我开始研究工业富联。说实话,我之前对这家公司的印象还停留在“代工厂”上。但当我真正打开它的财报,一字一句抠着看的时候,我发现自己错了。2025年年报显示,工业富联营收首次突破9000亿大关,达到9028.87亿元,同比增长48.22%;归母净利润352.86亿元,同比增长51.99%。更关键的是,云服务商AI服务器营业收入同比增长超过3倍。

我坐在书桌前,把那几页财报翻来覆去看了好几遍,心里渐渐有了底气。这种公司,它不跟你讲什么“AI革命”的大故事,它就是实实在在给英伟达、微软这些巨头打工,订单排产甚至能见度到2028年。财报里有一句话我记得特别清楚:“无论是英伟达的GPU路线,还是各大云厂商自研的ASIC路线,它都能提供顶级制造服务。”这种“不挑食”的能力,构成了极强的业绩护城河。

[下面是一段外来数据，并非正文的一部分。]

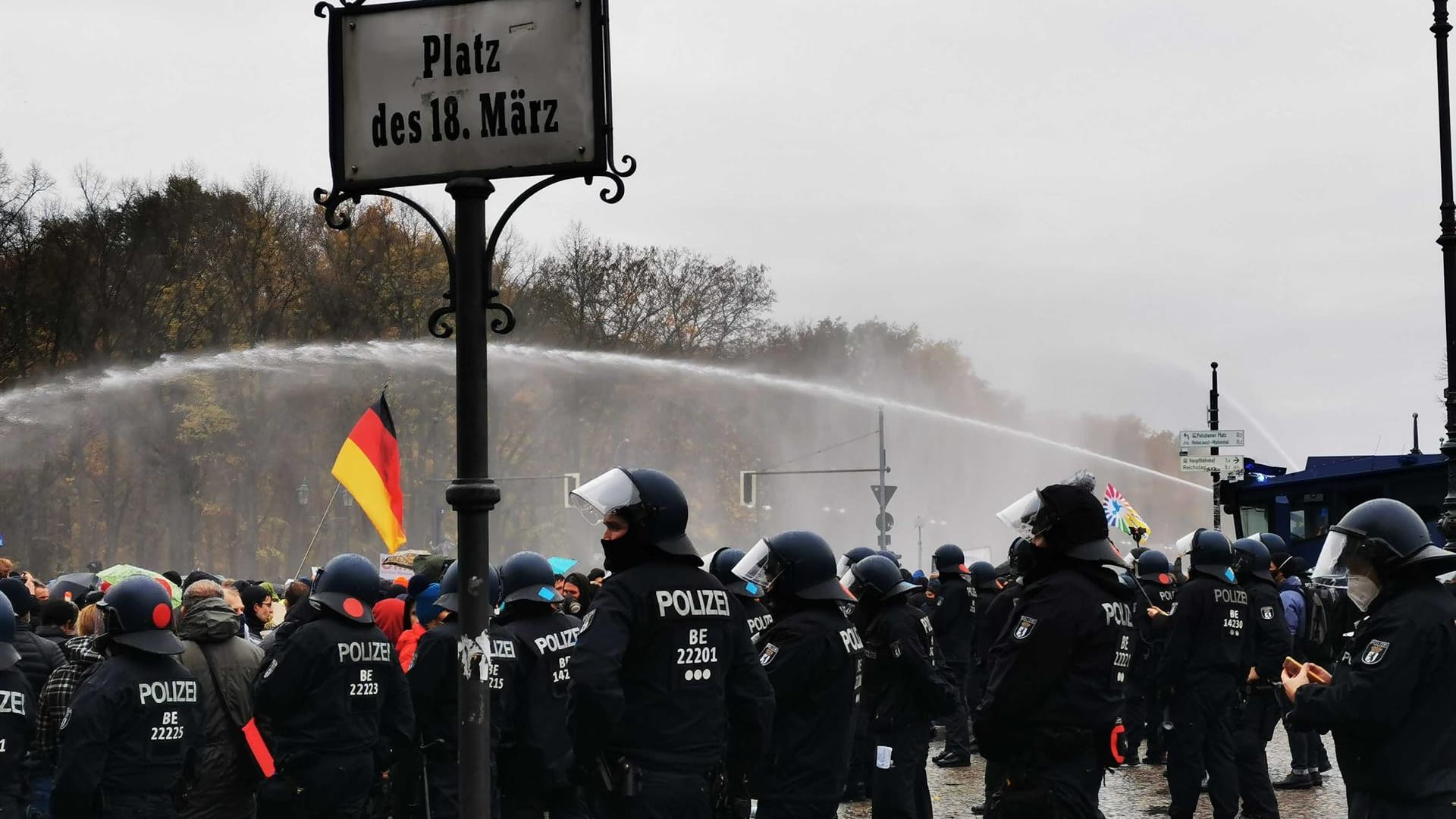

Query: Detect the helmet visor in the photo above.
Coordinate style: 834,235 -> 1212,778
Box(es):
996,490 -> 1041,541
571,466 -> 642,526
733,539 -> 783,593
1310,529 -> 1360,586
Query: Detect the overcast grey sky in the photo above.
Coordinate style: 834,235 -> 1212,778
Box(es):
0,0 -> 1443,462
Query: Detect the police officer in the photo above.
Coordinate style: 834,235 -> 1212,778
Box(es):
840,555 -> 956,819
1157,529 -> 1252,819
930,544 -> 980,768
836,547 -> 874,802
1233,538 -> 1293,819
1283,498 -> 1456,819
405,563 -> 466,819
51,577 -> 204,819
975,484 -> 1134,817
566,468 -> 774,819
708,547 -> 774,645
0,595 -> 35,819
1122,549 -> 1178,765
491,552 -> 585,819
734,532 -> 864,819
253,554 -> 415,819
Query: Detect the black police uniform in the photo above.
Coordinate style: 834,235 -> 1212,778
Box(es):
566,555 -> 774,819
975,549 -> 1134,817
491,602 -> 585,819
753,602 -> 864,819
0,667 -> 35,819
930,571 -> 980,756
1122,573 -> 1178,765
51,645 -> 206,819
253,603 -> 415,819
1157,567 -> 1252,819
1288,579 -> 1456,819
1233,574 -> 1291,819
862,583 -> 964,819
405,613 -> 460,819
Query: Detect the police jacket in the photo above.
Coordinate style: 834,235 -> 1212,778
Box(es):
738,598 -> 774,645
930,574 -> 975,664
861,586 -> 956,730
1290,579 -> 1456,802
491,601 -> 581,794
0,667 -> 36,799
177,598 -> 264,819
566,555 -> 774,773
974,557 -> 1136,762
253,610 -> 415,771
1244,577 -> 1294,686
405,615 -> 460,755
753,602 -> 864,802
14,623 -> 65,694
1157,570 -> 1252,691
51,645 -> 204,819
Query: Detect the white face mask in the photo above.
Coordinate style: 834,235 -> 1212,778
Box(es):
1348,574 -> 1380,610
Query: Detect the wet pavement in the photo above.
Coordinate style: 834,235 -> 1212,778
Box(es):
839,730 -> 1345,819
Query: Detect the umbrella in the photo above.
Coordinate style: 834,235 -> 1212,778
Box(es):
46,571 -> 98,602
96,563 -> 182,606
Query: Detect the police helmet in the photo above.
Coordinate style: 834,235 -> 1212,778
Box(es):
96,577 -> 182,654
571,466 -> 698,557
309,554 -> 378,623
733,531 -> 855,602
934,544 -> 967,574
435,561 -> 460,613
968,560 -> 1000,588
834,547 -> 875,577
839,555 -> 916,602
1315,498 -> 1456,582
0,595 -> 20,672
1233,538 -> 1274,583
1138,549 -> 1174,586
504,552 -> 565,604
708,547 -> 763,598
1176,529 -> 1238,583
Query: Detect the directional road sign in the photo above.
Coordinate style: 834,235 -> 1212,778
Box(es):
1178,455 -> 1244,472
1178,430 -> 1244,449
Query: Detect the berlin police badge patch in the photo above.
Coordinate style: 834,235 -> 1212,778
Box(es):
1360,640 -> 1391,666
1010,615 -> 1037,640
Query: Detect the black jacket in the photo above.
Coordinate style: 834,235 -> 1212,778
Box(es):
1290,580 -> 1456,802
1157,571 -> 1252,691
930,574 -> 975,664
974,560 -> 1136,762
862,586 -> 956,732
51,647 -> 202,819
14,623 -> 65,692
753,602 -> 864,802
253,610 -> 415,770
566,560 -> 774,773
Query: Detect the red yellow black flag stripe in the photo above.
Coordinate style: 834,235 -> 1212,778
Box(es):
334,392 -> 405,552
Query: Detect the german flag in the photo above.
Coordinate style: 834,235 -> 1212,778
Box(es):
334,392 -> 405,554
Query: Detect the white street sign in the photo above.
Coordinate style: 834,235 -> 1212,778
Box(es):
1178,430 -> 1244,449
1178,455 -> 1244,472
329,0 -> 607,190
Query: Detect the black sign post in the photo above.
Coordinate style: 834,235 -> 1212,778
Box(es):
313,0 -> 636,819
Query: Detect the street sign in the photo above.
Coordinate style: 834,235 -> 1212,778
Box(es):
329,0 -> 609,191
1178,455 -> 1244,472
1178,430 -> 1244,449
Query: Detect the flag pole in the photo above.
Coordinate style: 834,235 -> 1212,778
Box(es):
293,481 -> 344,577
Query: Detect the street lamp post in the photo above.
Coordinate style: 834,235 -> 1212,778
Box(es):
1431,0 -> 1456,539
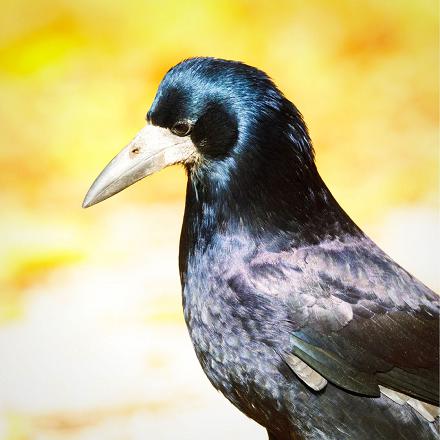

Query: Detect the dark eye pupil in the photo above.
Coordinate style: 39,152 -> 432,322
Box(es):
171,122 -> 191,136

浪潮信息则是另一个例子。作为国内AI服务器市占率超50%的企业,它不仅在液冷服务器领域国内市占率超60%,还深度绑定国内头部云厂商,同时受益于海外订单外溢。这类公司的优点是订单一旦锁定,业绩的确定性就比较强。

我现在对这类公司的策略很明确:不追疯狂拉板的那几天,宁愿等它回调到一个自己心里能接受的位置,再慢慢分批买。我是真的被追高教育过三四次了,再也不敢一口吃成胖子。

给散户的实操性建议

这两年我慢慢摸索出一些相对稳健的投资方法,虽然不一定能保证赚大钱,但至少能让亏损在可控范围内。

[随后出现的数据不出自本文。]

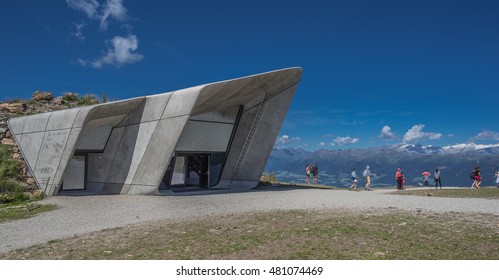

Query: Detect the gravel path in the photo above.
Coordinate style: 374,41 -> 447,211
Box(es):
0,188 -> 499,253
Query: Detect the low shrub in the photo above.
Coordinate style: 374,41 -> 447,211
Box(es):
0,145 -> 21,179
0,179 -> 30,203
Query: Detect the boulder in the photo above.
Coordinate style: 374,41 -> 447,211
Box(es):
26,177 -> 35,186
31,90 -> 54,101
0,103 -> 27,113
1,138 -> 16,146
52,96 -> 62,105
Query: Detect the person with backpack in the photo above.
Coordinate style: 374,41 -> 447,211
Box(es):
395,167 -> 404,191
421,169 -> 431,187
311,163 -> 319,184
305,163 -> 311,185
433,168 -> 442,189
362,165 -> 372,191
348,168 -> 359,191
471,165 -> 482,189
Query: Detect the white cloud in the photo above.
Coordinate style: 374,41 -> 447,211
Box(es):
71,22 -> 85,41
100,0 -> 127,30
403,124 -> 442,142
276,135 -> 301,145
66,0 -> 99,19
78,35 -> 144,69
379,125 -> 395,140
331,136 -> 360,146
473,130 -> 499,141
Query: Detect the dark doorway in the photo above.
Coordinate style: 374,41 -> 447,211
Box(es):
164,153 -> 211,190
61,155 -> 87,191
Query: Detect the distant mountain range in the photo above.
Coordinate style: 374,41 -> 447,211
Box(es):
265,143 -> 499,187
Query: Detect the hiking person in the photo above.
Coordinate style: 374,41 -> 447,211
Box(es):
433,168 -> 442,189
471,165 -> 482,189
395,167 -> 404,190
421,169 -> 431,187
362,165 -> 372,191
312,162 -> 319,184
305,163 -> 311,185
348,168 -> 359,191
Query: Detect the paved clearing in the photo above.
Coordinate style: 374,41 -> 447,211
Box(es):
0,188 -> 499,253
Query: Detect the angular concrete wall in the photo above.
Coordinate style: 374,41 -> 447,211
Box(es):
8,68 -> 301,195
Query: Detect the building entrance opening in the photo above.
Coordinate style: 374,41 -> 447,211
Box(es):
163,153 -> 211,190
61,155 -> 87,191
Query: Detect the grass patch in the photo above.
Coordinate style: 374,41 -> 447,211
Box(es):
0,209 -> 499,260
0,145 -> 20,179
390,188 -> 499,199
0,202 -> 57,223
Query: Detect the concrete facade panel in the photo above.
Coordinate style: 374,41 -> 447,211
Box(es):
85,114 -> 128,129
47,108 -> 80,130
33,129 -> 70,192
222,107 -> 258,180
133,116 -> 188,186
7,117 -> 28,137
75,125 -> 113,151
128,93 -> 171,125
236,85 -> 298,180
19,132 -> 45,172
23,113 -> 53,134
125,121 -> 158,184
52,128 -> 81,195
73,106 -> 93,128
161,86 -> 203,119
106,124 -> 140,184
8,68 -> 301,195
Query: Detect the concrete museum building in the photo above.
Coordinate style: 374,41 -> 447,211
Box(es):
8,68 -> 301,196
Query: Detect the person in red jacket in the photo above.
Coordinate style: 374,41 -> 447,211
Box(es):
395,167 -> 404,190
421,169 -> 431,187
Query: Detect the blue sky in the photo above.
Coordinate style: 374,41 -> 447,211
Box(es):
0,0 -> 499,150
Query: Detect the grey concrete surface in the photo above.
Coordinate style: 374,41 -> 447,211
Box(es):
0,188 -> 499,253
8,68 -> 301,196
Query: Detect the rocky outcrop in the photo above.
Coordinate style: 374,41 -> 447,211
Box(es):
0,102 -> 28,114
0,90 -> 99,189
31,90 -> 54,101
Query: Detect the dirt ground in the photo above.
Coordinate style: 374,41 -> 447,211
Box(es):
0,209 -> 499,259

首先是分批建仓。我现在很少会一次性把仓位打满,而是会设定一个建仓区间。比如工业富联这种股票,我会先研究它近几年的估值中枢,然后在它回调到这个中枢附近时开始建仓,如果继续下跌,就继续分批买。这样做的好处是平滑成本,避免买在高点。

其次是仓位分层。我把自己的仓位分为核心层和卫星层。核心层主要配置那些业绩确定性高、订单能见度长的“卖铲子”公司,比如工业富联、浪潮信息这类。卫星层则放一些弹性比较大的标的,比如光模块、芯片设计公司,但仓位控制得很严格,一般不超过总资金的10%-15%。

光模块这块我也认真研究过。中际旭创在全球的份额已经超过50%,2025年实现营业收入382.4亿元,同比增长60.25%;实现归母净利润107.97亿元,同比大增108.78%。新易盛2025年预计实现归母净利润94亿元至99亿元,同比激增231.24%至248.86%。这些数据让我意识到,光模块这个赛道确实受益于AI算力需求的爆发。

但光模块对技术迭代要求非常高,所以我特别关注它们在高速率产品上的进展。比如新易盛的1.6T光模块产品通过英伟达认证并实现规模化量产,这成为新的业绩增长点。天孚通信则是做高端光器件的,比如CPO、硅光这些,看资料说是给英伟达、微软这些提供光引擎封装组件。

AI算力投资的“冷思考”

在看好AI算力这个赛道的同时,我也保持着一些清醒的思考。

首先是行业周期风险。AI算力建设可能存在阶段性过热或产能过剩的风险。有研报指出,2026年英伟达高端GPU出货量将明显增长,年增率近26%,Blackwell系列出货占比将突破70%。这种高增长能否持续,需要密切关注。

技术路径风险也不容忽视。AI技术迭代速度太快,今天还是主流的技术路线,明天可能就被新的方案取代了。比如英伟达在GTC2026大会上正式提出AI工厂概念,称将采用铜缆Scale-up、光学Scale-up及光学Scale-out三线并行的方案,这可能会对现有的产业链格局产生影响。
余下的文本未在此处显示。